Determination of Primary and Secondary Components in Iron Ore by Single Wavelength Excitation Energy Dispersion X-Ray Fluorescence Spectrometry with Melt Sample Preparation

The sample burned at 1 000℃ to constant mass (0.600 0 g), 6.000 0 g of the mixed flux of lithium tetraborate and lithium metaborate, and 0.500 0 g of ammonium iodide were added into a platinum-gold crucible. After mixing, the mixture was melt in an automatic melting furnace at 1 150℃ for 30 min. After cooling, the mold was taken out and the glass sample was got, in which primary and secondary components were determined by single wavelength excitation energy dispersion X-ray fluorescence spectrometry.

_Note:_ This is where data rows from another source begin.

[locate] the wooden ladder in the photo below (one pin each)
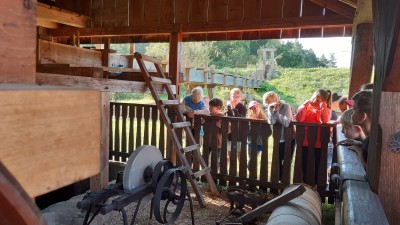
(172, 127)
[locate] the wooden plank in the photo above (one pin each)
(310, 168)
(290, 33)
(40, 145)
(362, 59)
(275, 164)
(334, 32)
(252, 9)
(272, 205)
(95, 83)
(60, 53)
(243, 132)
(18, 35)
(311, 9)
(389, 182)
(198, 11)
(181, 11)
(139, 116)
(75, 71)
(298, 167)
(271, 9)
(175, 47)
(117, 131)
(231, 26)
(287, 155)
(392, 81)
(336, 7)
(235, 10)
(100, 181)
(167, 12)
(16, 207)
(355, 211)
(124, 144)
(313, 32)
(151, 12)
(61, 16)
(154, 120)
(291, 8)
(218, 10)
(266, 131)
(146, 131)
(233, 152)
(131, 139)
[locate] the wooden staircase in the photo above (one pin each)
(159, 79)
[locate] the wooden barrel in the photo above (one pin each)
(303, 210)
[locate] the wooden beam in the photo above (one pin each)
(215, 27)
(362, 58)
(57, 15)
(352, 3)
(50, 136)
(94, 83)
(17, 43)
(337, 7)
(100, 181)
(46, 23)
(175, 46)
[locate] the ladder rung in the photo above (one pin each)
(191, 148)
(181, 125)
(151, 59)
(160, 80)
(170, 102)
(201, 172)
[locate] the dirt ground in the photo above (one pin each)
(217, 207)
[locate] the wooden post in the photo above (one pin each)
(362, 56)
(175, 44)
(100, 181)
(383, 161)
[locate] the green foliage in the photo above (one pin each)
(297, 85)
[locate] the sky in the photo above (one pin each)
(341, 46)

The above method could effectively solve the problems of low excitation efficiency of energy spectrum for light elements and high continuous spectral background of sample scattering, so as to achieve determination of trace light elements. The matrix effect was corrected by the influence coefficient method of theory α, and the working curves of components were established. 3.14 times of standard deviation (s) of the components with low content in the iron ore reference materials or certified chemical analysis standard samples was used to calculate the detection limits, with detection limits (3.14s) of 0.022% for SiO₂, 0.024% for Al₂O₃, 0.005 0% for P, 0.004 4% for CaO, 0.006 2% for MgO, and 0.006 5% for Mn, respectively. Different iron ore samples were determined 12 times, and RSDs of the determined values of components above the detection limits were less than 8.0%. Different methods were used for comparison tests. Except for MgO with mass fraction less than 0.10%, the results of this method were consistent with those of the comparison methods.